What about the nippy new kids on the block? There are several smaller nuclear fusion projects around the world that are supported by private investors, including ARC (Affordable, Robust and Compact) at MIT in the US, and, also in the US, Tri Alpha, and LCP Fusion, which was crowdfunded. There are also two projects in Oxfordshire: First Light Fusion and Tokamak Energy, at Milton Park.

What’s a tokamak? It’s a Russian word (this area of technology, though now the subject of international cooperation, emerged out of the Cold War) and it is a machine in which nuclear fusion takes place – it’s like the engine component of nuclear fusion. OK, here’s the science bit. You thought there were three states of matter, right? Solid, liquid and gas. But at very high temperatures, there is a fourth state: plasma. A tokamak traps plasma in a doughnut-shaped vessel with magnetic coils, and keeps it hot enough for long enough for fusion to occur.
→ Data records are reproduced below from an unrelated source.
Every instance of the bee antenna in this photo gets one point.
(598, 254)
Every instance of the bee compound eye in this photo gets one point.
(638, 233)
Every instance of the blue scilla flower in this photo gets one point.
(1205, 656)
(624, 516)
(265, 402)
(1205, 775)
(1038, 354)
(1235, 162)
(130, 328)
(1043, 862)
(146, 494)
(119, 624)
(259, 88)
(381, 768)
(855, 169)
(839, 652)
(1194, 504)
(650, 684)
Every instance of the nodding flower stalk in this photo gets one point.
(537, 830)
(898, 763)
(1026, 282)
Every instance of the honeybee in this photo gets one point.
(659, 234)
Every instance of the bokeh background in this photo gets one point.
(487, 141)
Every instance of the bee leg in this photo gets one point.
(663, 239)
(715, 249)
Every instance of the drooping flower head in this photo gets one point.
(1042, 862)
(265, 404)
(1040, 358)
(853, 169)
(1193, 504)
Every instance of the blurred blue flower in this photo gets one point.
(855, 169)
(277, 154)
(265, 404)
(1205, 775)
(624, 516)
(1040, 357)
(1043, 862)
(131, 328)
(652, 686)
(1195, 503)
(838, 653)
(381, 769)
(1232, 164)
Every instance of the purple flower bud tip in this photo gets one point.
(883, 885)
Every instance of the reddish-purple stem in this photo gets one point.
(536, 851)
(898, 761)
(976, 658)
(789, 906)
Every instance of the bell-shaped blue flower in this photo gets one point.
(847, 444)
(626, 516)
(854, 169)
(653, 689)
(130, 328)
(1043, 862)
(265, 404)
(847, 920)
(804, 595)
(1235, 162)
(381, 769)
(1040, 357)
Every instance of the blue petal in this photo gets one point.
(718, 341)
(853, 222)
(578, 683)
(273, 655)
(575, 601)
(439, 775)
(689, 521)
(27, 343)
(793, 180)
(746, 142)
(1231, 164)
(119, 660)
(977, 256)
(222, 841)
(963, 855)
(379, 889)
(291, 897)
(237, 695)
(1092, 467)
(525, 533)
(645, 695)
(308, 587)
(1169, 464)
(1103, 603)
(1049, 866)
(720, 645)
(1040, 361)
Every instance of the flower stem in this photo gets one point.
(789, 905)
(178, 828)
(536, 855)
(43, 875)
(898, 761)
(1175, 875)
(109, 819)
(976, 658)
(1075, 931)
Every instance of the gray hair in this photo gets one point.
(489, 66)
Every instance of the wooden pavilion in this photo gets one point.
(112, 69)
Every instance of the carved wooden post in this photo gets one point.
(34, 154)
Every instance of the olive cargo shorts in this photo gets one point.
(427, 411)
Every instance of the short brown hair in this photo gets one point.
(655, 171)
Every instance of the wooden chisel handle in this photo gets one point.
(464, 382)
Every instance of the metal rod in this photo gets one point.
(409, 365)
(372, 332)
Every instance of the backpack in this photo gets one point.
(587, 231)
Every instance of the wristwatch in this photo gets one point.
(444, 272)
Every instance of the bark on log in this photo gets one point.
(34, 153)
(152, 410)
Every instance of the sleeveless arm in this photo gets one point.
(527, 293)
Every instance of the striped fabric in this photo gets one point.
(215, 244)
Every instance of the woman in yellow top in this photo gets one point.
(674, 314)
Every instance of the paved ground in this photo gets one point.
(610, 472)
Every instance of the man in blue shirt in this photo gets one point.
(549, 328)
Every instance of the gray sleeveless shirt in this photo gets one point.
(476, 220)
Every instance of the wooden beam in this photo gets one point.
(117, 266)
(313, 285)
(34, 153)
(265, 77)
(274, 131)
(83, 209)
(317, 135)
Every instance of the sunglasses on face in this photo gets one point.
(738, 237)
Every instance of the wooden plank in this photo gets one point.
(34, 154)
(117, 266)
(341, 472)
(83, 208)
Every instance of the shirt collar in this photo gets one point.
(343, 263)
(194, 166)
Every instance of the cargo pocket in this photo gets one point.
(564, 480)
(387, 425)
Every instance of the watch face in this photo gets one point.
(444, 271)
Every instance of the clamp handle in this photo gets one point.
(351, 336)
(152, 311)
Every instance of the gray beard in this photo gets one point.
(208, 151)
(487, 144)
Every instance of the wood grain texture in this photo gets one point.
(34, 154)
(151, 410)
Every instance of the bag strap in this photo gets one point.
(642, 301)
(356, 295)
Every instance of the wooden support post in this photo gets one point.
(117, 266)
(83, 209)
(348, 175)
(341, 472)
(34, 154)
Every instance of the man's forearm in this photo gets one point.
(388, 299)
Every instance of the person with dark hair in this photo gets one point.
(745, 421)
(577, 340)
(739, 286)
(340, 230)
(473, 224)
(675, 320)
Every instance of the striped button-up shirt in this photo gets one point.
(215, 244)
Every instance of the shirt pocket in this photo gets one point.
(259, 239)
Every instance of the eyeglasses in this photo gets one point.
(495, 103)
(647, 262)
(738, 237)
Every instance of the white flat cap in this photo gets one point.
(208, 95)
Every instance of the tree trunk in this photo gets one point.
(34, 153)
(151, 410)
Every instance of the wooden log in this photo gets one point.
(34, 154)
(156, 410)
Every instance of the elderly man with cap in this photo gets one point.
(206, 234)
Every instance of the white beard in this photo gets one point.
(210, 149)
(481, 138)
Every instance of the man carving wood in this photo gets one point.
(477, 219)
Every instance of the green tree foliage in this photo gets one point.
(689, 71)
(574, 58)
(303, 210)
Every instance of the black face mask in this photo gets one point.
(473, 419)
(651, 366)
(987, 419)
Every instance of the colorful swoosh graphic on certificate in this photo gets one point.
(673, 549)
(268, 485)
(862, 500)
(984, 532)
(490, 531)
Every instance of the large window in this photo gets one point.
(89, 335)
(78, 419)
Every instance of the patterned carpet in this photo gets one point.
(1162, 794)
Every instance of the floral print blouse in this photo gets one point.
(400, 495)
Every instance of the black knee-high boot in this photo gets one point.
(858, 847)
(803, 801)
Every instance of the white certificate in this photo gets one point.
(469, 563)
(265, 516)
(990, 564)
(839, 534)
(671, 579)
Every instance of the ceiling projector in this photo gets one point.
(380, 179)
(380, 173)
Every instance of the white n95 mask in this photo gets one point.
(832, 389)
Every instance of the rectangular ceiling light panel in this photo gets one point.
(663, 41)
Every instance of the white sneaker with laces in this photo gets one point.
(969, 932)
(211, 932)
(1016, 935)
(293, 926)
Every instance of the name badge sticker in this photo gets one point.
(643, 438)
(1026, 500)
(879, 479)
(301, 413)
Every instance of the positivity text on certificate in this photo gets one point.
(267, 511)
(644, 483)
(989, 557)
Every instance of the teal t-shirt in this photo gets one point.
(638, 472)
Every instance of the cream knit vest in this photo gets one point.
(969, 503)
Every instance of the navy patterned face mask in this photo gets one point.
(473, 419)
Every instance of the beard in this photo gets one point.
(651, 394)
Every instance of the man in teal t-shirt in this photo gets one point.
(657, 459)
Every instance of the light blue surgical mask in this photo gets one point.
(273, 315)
When you’re on a seemingly impossible quest, you need game-changers. At Tokamak Energy, the game-changer is superconductors – materials that have no electrical resistance to currents, so you can keep a current flowing through them for a long time without them overheating. The scientists at Tokamak Energy are also working on making tomamaks that are a slightly different shape. The aim is to create slightly smaller, cheaper machines and to speed up progress towards that positive energy moment when nuclear fusion power becomes a reality.

It is the hallmark of good science communication that everything makes sense at the time – this lecture was definitely an example of that. I hope I’ve done it justice. You can find out more from Tokamak Energy and at @TokamakEnergy. The ATOM Festival of Science & Technology 2017 took place in Abingdon at the end of March, and included lectures on everything from the search to extraterrestrial life to stem cell medicine, self-driving cars and the forthcoming solar eclipse (21 August 2017). Find out more from @ATOMSciFest.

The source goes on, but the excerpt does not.